Some of the passengers had gotten up from their seats. Berry saw that those who moved around were disabled to varying degrees. Some had difficulty walking, while others seemed to move normally. But up close, he could see that even those who retained normal muscular control had been affected; he could see it in their eyes.

Berry stepped aside to allow a college-age boy to move down the aisle. The boy stumbled a few times. Several feet past Berry he suddenly stood rigidly up-right, then fell to the floor. His body writhed in convulsions. An epileptic seizure. Berry remembered that he should do something to prevent the boy from swallowing his tongue. But he could not bring himself to step toward him. He turned away feeling disgusted and helpless.

A young girl, hardly more than eleven or twelve, moved slowly down the aisle. She had come from somewhere in the rear of the airplane. Her face showed that she was afraid, and that she understood the horror. She turned to Berry.

“Mister. Can you hear me? Do you understand me?” Her voice was tenuous and her face was covered with tears.

“Yes” was all that he could think to reply.

They looked at each other for a brief, intense moment. In a flash of recognition, she suddenly understood that Berry was like her and not like the others. He was no threat. She ran up to him, buried her face in his chest, and began to cry.

“We’ll be okay,” Berry said. His words were as much for himself as for her. For the first time since he had awakened he allowed himself a small measure of emotion. “Thank God,” he said to himself, choking back tears of gratitude for this small miracle. The child continued to cry, but more softly. He held her small, tense body against his.
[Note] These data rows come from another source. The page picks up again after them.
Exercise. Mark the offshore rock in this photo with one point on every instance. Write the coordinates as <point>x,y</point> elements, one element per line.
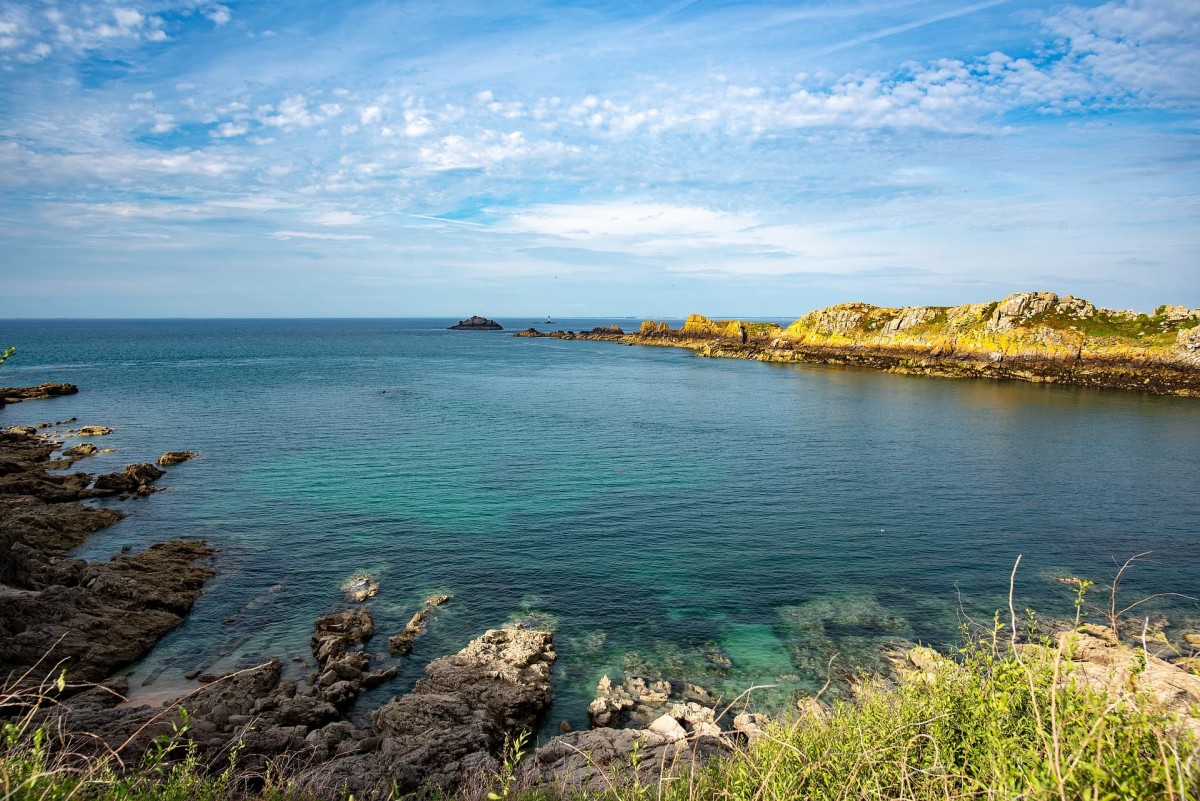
<point>360,586</point>
<point>599,760</point>
<point>48,390</point>
<point>477,324</point>
<point>598,333</point>
<point>136,479</point>
<point>172,458</point>
<point>639,702</point>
While his attention was focused on the young girl, he failed to notice that several of the passengers had gotten up and were moving toward them. John Berry and the girl huddled together in the center of the forward cabin as the silent passengers encircled them.

Commander James Sloan was transfixed by the radio message that had come from his pilot. He stared at the towering panel of electronic gear as if he expected to find a way out of the situation in its switches and meters. Yet there was nothing on the console but the neutral data of frequencies and signal strengths. What Sloan wanted to know was available from only one source.

“Matos, are you sure?” Sloan asked. His perspiring hands gripped the microphone. His normally stern voice had a strange, new tone woven through it, and his words sounded out of place.

There was no immediate response from the F-18, and while he stood in the silent electronics room, Commander James Sloan realized that he was suddenly afraid. It was an emotion he was not accustomed to, and one he seldom allowed himself to experience. But too much had happened too quickly. “Matos,” he said again, “take your time. Look again. Be absolutely certain.”

Retired Rear Admiral Randolf Hennings, who had remained silent since Matos had sent his first startling message, stepped closer to the radio. He could hear the loud rhythm of his own heartbeat, and he was sure that Sloan could hear it too.

But James Sloan was not listening. His entire universe had shrunk. There was nothing he cared about now except the words that were about to come through the radio speaker. There was no other inroad to his thoughts.

“There’s no doubt, Commander,” Matos’s transmission began.

Sloan’s face went pale. He listened to the remainder of the pilot’s message through a filter of personal static, as his mind raced.

“It’s right in front of me. I’m only fifty feet in trail. Trans-United, a Straton 797. There’s a three-foot hole on its port side, and another hole in the starboard fuselage. The starboard hole is bigger-three or four times as big. I don’t see any movement in the cockpit or the cabin.”